Do Not Miss Diagnoses
- Aorticenteric fistula: Although rare, this condition (an abnormal connection between the aorta and the intestine) can cause catastrophic bleeding and is often fatal if not promptly diagnosed and treated. Key features include a history of aortic surgery or disease.
- Dieulafoy's lesion: A rare cause of upper GI bleeding, characterized by a small, superficial ulceration with an exposed, often large, caliber artery at its base. The differentiating feature is the presence of this specific type of lesion on endoscopy.
- Hemobilia: Bleeding from the biliary tree into the gastrointestinal tract, which can be due to trauma, tumors, or vascular malformations. Differentiating features include a history of biliary disease or procedures and the presence of blood in the bile ducts.
Rare Diagnoses
- Gastric cancer: Although a less common cause of upper GI bleeding compared to peptic ulcers, gastric cancer can present with bleeding, especially in older adults or those with a family history of the disease. Key features include weight loss, abdominal pain, and a mass on imaging studies.
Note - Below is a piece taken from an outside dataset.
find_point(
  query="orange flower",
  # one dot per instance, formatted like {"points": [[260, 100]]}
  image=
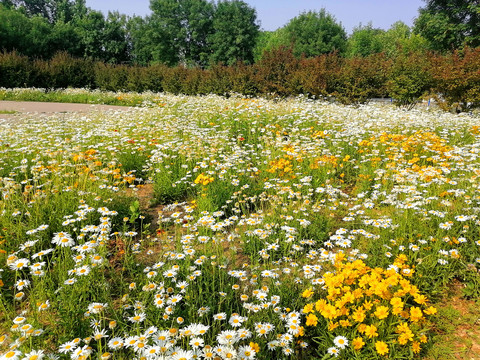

- Vascular malformations (e.g., angiodysplasia): These are abnormal formations of blood vessels that can cause bleeding. Differentiating features include a history of similar bleeding episodes and the presence of these malformations on endoscopy or imaging.
- Ingested foreign body: Rarely, the ingestion of a foreign body can cause upper GI bleeding, especially if the object is sharp or causes significant mucosal damage. The key feature is a history of foreign body ingestion.